Along with its participation in European projects, the BnF is involved in technical bodies such as the IMPACT Competence Centre for digitisation and the Open Preservation Foundation which is dedicated to the conservation of digital heritage.

IMPACT Centre of Competence (IMPACT CoC)

The Impact Centre of Competence for digitisation was founded in 2012 to make mass digitisation tools available for all and to significantly improve access to historical texts in Europe. This process includes automatic handwriting, document structure and name recognition.

Nearly 40 institutions are members of the IMPACT Centre of Competence including 8 premium members like the BnF:

  • The Fundación Biblioteca Virtual Miguel de Cervantes and the Universidad de Alicante (Spain), in charge of hosting and operating the centre
  • The Bibliothèque nationale de France
  • The British Library (United Kingdom)
  • The Instituut voor de Nederlandse Taal (Netherlands)
  • The Koninklijke Bibliotheek (Netherlands)
  • Poznań Supercomputing and Networking Center (Poland)
  • The Universidad de Guadalajara (Mexico), acting as a mediator with Central and South America.

On top of its participation in the centre of competence as a premium member, the BnF lends its expertise in OCR (Optical Character Recognition).
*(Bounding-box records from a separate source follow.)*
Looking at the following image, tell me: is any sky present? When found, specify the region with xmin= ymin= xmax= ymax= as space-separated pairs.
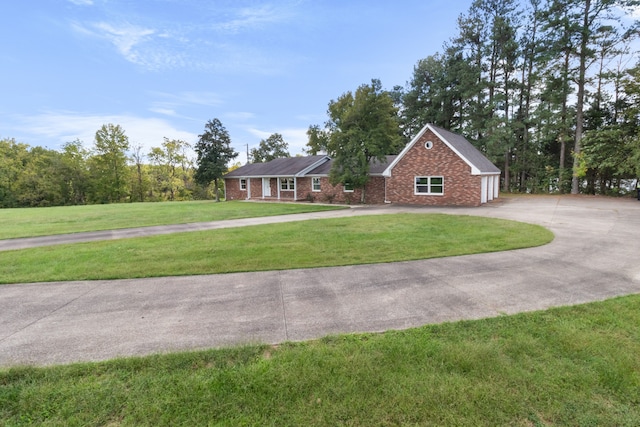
xmin=0 ymin=0 xmax=524 ymax=164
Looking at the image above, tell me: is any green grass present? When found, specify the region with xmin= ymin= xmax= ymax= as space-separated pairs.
xmin=0 ymin=214 xmax=553 ymax=283
xmin=0 ymin=201 xmax=344 ymax=239
xmin=0 ymin=296 xmax=640 ymax=427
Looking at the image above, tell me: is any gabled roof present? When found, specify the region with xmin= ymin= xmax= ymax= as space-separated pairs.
xmin=224 ymin=155 xmax=330 ymax=178
xmin=224 ymin=155 xmax=396 ymax=178
xmin=307 ymin=156 xmax=396 ymax=176
xmin=382 ymin=124 xmax=500 ymax=176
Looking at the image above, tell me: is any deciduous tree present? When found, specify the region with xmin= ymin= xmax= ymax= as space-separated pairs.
xmin=194 ymin=119 xmax=238 ymax=202
xmin=92 ymin=123 xmax=129 ymax=203
xmin=250 ymin=133 xmax=291 ymax=163
xmin=308 ymin=79 xmax=402 ymax=202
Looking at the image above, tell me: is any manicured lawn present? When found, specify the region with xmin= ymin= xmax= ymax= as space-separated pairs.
xmin=0 ymin=214 xmax=553 ymax=283
xmin=0 ymin=296 xmax=640 ymax=426
xmin=0 ymin=201 xmax=344 ymax=239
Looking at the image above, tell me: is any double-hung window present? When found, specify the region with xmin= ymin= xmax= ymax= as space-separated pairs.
xmin=414 ymin=176 xmax=444 ymax=195
xmin=280 ymin=178 xmax=295 ymax=191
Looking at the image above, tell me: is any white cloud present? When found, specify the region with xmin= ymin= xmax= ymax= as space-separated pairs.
xmin=149 ymin=91 xmax=222 ymax=119
xmin=11 ymin=111 xmax=198 ymax=153
xmin=247 ymin=128 xmax=309 ymax=155
xmin=224 ymin=111 xmax=255 ymax=121
xmin=215 ymin=5 xmax=291 ymax=33
xmin=71 ymin=0 xmax=300 ymax=74
xmin=94 ymin=22 xmax=155 ymax=64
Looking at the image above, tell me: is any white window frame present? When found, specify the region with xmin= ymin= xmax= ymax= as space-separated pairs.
xmin=413 ymin=176 xmax=444 ymax=196
xmin=311 ymin=176 xmax=322 ymax=193
xmin=280 ymin=178 xmax=296 ymax=191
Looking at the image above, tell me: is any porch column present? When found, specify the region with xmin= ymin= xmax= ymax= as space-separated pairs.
xmin=276 ymin=177 xmax=280 ymax=200
xmin=293 ymin=176 xmax=298 ymax=202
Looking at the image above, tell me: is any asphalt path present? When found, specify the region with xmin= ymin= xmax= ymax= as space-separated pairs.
xmin=0 ymin=196 xmax=640 ymax=366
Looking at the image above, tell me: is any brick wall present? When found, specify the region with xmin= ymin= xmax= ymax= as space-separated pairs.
xmin=297 ymin=176 xmax=384 ymax=204
xmin=387 ymin=130 xmax=481 ymax=206
xmin=224 ymin=178 xmax=247 ymax=200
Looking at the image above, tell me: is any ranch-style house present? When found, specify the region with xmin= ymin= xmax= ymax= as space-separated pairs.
xmin=224 ymin=124 xmax=500 ymax=206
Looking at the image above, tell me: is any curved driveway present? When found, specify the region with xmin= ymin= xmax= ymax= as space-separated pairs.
xmin=0 ymin=196 xmax=640 ymax=366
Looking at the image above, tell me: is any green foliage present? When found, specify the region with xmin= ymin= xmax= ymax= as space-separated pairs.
xmin=0 ymin=214 xmax=553 ymax=283
xmin=148 ymin=138 xmax=191 ymax=200
xmin=89 ymin=123 xmax=129 ymax=203
xmin=307 ymin=79 xmax=402 ymax=201
xmin=250 ymin=133 xmax=291 ymax=163
xmin=194 ymin=119 xmax=238 ymax=201
xmin=0 ymin=296 xmax=640 ymax=427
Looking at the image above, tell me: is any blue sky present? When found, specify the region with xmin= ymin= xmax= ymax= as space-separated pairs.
xmin=0 ymin=0 xmax=484 ymax=163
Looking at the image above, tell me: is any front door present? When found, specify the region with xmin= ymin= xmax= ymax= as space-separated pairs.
xmin=262 ymin=178 xmax=271 ymax=197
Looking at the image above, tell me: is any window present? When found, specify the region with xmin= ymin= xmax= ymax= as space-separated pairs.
xmin=280 ymin=178 xmax=296 ymax=190
xmin=415 ymin=176 xmax=444 ymax=195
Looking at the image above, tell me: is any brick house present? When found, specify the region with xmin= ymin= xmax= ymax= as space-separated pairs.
xmin=224 ymin=124 xmax=500 ymax=206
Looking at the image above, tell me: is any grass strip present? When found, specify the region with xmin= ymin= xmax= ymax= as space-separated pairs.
xmin=0 ymin=295 xmax=640 ymax=426
xmin=0 ymin=214 xmax=553 ymax=283
xmin=0 ymin=201 xmax=345 ymax=239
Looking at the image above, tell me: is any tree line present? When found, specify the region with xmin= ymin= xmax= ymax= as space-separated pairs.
xmin=5 ymin=0 xmax=640 ymax=207
xmin=307 ymin=0 xmax=640 ymax=194
xmin=393 ymin=0 xmax=640 ymax=194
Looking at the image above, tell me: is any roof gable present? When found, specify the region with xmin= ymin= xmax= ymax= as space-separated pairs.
xmin=382 ymin=124 xmax=500 ymax=176
xmin=224 ymin=155 xmax=330 ymax=178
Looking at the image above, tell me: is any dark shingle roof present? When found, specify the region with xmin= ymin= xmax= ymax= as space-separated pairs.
xmin=429 ymin=125 xmax=500 ymax=173
xmin=225 ymin=155 xmax=396 ymax=178
xmin=225 ymin=155 xmax=329 ymax=178
xmin=307 ymin=156 xmax=397 ymax=175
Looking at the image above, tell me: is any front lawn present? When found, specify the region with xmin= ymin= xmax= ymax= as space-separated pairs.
xmin=0 ymin=296 xmax=640 ymax=427
xmin=0 ymin=214 xmax=553 ymax=283
xmin=0 ymin=201 xmax=345 ymax=239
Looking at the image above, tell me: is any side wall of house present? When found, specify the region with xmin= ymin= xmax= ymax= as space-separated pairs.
xmin=224 ymin=178 xmax=247 ymax=200
xmin=386 ymin=130 xmax=482 ymax=206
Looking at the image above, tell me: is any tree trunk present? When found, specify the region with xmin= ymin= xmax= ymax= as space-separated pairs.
xmin=571 ymin=0 xmax=591 ymax=194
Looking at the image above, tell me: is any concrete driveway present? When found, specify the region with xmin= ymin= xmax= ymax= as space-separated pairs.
xmin=0 ymin=196 xmax=640 ymax=366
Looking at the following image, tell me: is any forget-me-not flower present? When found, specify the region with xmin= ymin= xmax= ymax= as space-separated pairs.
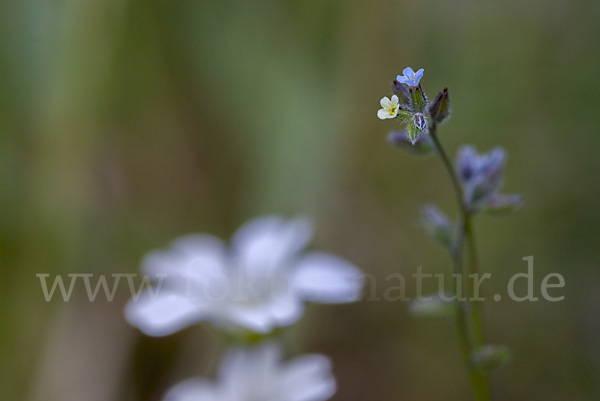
xmin=396 ymin=67 xmax=425 ymax=86
xmin=125 ymin=216 xmax=362 ymax=336
xmin=377 ymin=95 xmax=400 ymax=120
xmin=165 ymin=343 xmax=336 ymax=401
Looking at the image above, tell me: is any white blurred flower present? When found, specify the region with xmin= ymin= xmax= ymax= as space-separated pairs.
xmin=125 ymin=216 xmax=363 ymax=336
xmin=165 ymin=343 xmax=336 ymax=401
xmin=377 ymin=95 xmax=400 ymax=120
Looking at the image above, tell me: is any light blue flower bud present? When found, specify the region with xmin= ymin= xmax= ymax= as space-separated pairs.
xmin=396 ymin=67 xmax=425 ymax=86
The BnF also replies to requests from the helpdesk, is a host for conferences organised by the centre and actively promotes the latter in its francophone and Europeana networks.

Open Preservation Foundation (OPF)

With 25 institutional members, the Open Preservation Foundation for sustainable digital conservation specialises in expertise and technologies related to long-term digital heritage preservation. The BnF is a member of the organisation.